Unlike Bentham and his belief in utilitarianism, Kant believes that our actions are ruled only by duty and not by consequence since we are not able to control the consequence of an action. His theory is that an action is just or unjust regardless of the consequence and is only determined by the obligation to one’s duty. “Good will is good quite independently of any consequences it does or is expected to have” people do good will because that is their duty and as citizens we should do our duty (Dimock, 541). Since we are individuals with brains and we know what is right and wrong and if we violate the rule or fail to do our duty then we deserve the punishment that is given to us. While utilitarianism believe that punishment should be used to deter future crime and rehabilitate the individual, Retributions believe that punishment should be used because the offender deserves to be punished for his action. Retributions have the idea of an eye for an eye. They believe that the purpose of punishment is to ensure the equality of citizens, and to publicly disapprove an act.

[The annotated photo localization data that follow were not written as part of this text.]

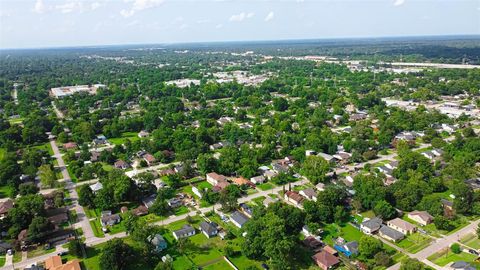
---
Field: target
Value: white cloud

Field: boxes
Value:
[55,2,82,14]
[393,0,405,7]
[264,11,274,22]
[33,0,46,14]
[229,12,254,22]
[121,0,165,18]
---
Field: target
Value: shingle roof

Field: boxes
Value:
[230,211,249,226]
[200,221,217,235]
[379,225,404,241]
[361,217,383,230]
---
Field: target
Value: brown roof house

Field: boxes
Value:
[114,160,130,170]
[206,172,228,186]
[45,255,81,270]
[63,142,77,150]
[0,199,13,219]
[312,250,340,270]
[143,154,157,166]
[407,211,434,226]
[386,218,416,235]
[284,190,304,208]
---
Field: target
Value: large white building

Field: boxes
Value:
[50,84,105,98]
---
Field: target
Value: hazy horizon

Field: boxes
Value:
[1,0,479,49]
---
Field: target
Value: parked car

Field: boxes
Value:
[468,249,479,255]
[57,251,68,256]
[261,263,269,270]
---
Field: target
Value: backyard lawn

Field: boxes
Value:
[428,249,478,266]
[321,223,363,246]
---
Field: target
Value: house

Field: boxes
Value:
[230,211,250,228]
[441,199,455,218]
[173,225,196,240]
[232,177,252,187]
[199,221,218,238]
[378,166,393,177]
[323,245,338,256]
[0,199,13,219]
[333,152,352,164]
[0,241,12,254]
[349,113,367,121]
[379,225,405,242]
[441,123,456,133]
[167,198,183,208]
[100,212,121,227]
[46,208,69,225]
[317,153,336,163]
[206,172,228,186]
[63,142,77,150]
[271,160,290,173]
[148,234,167,252]
[45,255,81,270]
[138,130,150,138]
[250,175,265,185]
[299,188,318,201]
[303,236,323,250]
[90,151,101,162]
[92,135,108,146]
[334,241,359,257]
[311,251,340,270]
[143,154,157,166]
[239,203,253,217]
[142,195,156,208]
[263,170,278,180]
[132,205,149,216]
[360,217,383,234]
[408,211,434,226]
[212,181,230,192]
[387,218,416,235]
[24,265,45,270]
[315,182,325,191]
[89,182,103,194]
[114,160,130,170]
[284,190,304,207]
[450,261,476,270]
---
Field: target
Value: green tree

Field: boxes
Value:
[38,164,57,188]
[300,155,330,184]
[68,239,85,257]
[373,200,397,220]
[359,236,383,259]
[78,184,95,208]
[99,239,133,270]
[399,258,426,270]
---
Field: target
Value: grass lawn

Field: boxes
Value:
[12,251,22,263]
[428,249,478,266]
[84,207,100,219]
[203,259,233,270]
[396,233,432,253]
[197,181,213,190]
[101,162,114,172]
[257,183,274,191]
[0,185,14,198]
[89,220,105,237]
[292,185,307,192]
[27,246,56,258]
[461,233,480,249]
[174,206,190,216]
[109,132,140,146]
[321,223,363,246]
[33,142,55,156]
[0,255,4,267]
[359,210,375,219]
[252,196,266,206]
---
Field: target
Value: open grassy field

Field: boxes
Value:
[321,223,363,246]
[109,132,140,146]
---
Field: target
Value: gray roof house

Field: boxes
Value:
[379,225,405,242]
[173,225,196,240]
[100,213,121,227]
[230,211,250,228]
[148,234,167,252]
[360,217,383,234]
[199,221,218,238]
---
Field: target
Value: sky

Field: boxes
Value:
[0,0,479,49]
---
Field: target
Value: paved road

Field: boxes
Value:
[50,140,95,241]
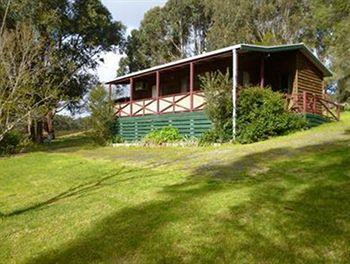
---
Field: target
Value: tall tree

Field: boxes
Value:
[205,0,312,49]
[1,0,125,140]
[118,0,211,75]
[0,24,60,142]
[311,0,350,102]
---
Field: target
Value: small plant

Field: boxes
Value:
[236,87,307,144]
[143,126,183,145]
[112,135,124,144]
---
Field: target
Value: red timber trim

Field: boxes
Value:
[115,91,205,117]
[132,98,158,116]
[130,78,134,115]
[190,62,194,111]
[116,102,131,117]
[109,84,112,100]
[285,91,340,121]
[159,93,191,114]
[303,91,307,113]
[156,71,160,114]
[192,91,205,110]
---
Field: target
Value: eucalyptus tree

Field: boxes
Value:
[205,0,312,49]
[0,0,125,140]
[311,0,350,102]
[0,24,60,143]
[118,0,211,75]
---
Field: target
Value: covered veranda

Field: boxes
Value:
[107,44,339,121]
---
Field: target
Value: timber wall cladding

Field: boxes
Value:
[116,111,212,141]
[297,52,324,114]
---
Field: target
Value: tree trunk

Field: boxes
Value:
[44,110,55,140]
[30,118,44,144]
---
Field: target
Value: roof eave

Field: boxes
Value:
[106,44,241,84]
[106,43,332,84]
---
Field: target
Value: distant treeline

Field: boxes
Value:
[53,115,91,133]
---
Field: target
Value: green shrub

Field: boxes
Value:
[236,87,307,144]
[199,70,233,143]
[0,131,23,155]
[199,128,232,145]
[143,126,182,145]
[112,135,124,144]
[343,102,350,111]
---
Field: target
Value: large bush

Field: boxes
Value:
[88,85,116,145]
[199,70,233,143]
[0,131,23,156]
[143,126,182,145]
[236,87,307,144]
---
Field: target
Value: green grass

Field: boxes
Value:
[1,113,350,263]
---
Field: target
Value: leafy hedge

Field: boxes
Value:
[236,87,307,144]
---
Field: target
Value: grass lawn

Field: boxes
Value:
[1,113,350,263]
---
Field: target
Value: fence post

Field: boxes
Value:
[337,105,340,121]
[156,71,160,114]
[303,91,307,113]
[190,62,194,111]
[130,78,134,117]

From the perspective of morality or justice Bentham’s system of utilitarianism would be acceptable in some situations while not others and the same goes for Kant’s theory as well. For example: There is a situation where two people are in a fight and one person is very angry and wants to harm the other individual and he asks you if you know where the person is. In this situations Kant’s theory would say that we should tell where the person is hiding regardless of the harm because lying is morally wrong. Bentham in the other hand would say we should not tell where the person is because we are lying for the greater good. Another example is a situation killing one person could save ten or more people. Bentham would say that we should kill that one person in order to save the majority that is the benefit of the majority is more important than of that one individual. Kant would say no we should not because morally we do not have that power. If looking at it from the perspective of justice then it would be for the killing of one individual even though it is morally wrong.

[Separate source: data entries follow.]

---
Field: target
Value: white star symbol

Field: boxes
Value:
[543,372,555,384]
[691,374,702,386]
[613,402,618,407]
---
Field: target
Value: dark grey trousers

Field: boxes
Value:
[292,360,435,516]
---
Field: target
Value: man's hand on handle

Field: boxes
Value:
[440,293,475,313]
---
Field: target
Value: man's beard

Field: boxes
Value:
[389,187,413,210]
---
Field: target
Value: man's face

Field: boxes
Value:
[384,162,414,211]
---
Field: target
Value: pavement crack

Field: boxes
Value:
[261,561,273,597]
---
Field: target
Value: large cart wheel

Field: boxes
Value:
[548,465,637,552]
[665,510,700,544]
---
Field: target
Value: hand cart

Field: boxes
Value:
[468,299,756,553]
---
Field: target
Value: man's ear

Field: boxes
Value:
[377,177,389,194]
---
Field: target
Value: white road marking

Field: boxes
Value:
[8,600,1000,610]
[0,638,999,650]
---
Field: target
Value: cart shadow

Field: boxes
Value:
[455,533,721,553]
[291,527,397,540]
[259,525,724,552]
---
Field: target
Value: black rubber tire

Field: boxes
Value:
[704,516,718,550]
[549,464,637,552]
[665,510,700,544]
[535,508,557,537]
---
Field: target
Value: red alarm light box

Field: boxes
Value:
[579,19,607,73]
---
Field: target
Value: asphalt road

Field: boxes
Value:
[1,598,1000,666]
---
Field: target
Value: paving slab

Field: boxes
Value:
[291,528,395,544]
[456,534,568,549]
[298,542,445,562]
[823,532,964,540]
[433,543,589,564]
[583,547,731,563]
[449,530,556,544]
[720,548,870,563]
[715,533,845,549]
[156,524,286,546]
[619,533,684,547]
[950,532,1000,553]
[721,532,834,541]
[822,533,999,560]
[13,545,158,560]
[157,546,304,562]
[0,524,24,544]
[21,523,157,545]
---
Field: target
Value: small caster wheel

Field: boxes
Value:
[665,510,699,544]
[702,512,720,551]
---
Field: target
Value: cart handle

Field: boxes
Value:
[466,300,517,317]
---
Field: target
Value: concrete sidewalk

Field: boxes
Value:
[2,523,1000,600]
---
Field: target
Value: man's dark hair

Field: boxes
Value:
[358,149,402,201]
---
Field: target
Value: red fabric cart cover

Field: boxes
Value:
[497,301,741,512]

Both Utilitarian and retributivist believe that punishment is evil and that there should be a justification for it. And each use different methods of justification for punishment. Utilitarian’s believe that punishment is justified because it prevents future crimes. Since utilitarian’s believe that the consequences of an action is important in determining or justifying punishment, then punishment should be used to produced maximum happiness to majority. Retributivist believes punishment should be justified based on the rightness or wrongness of the act.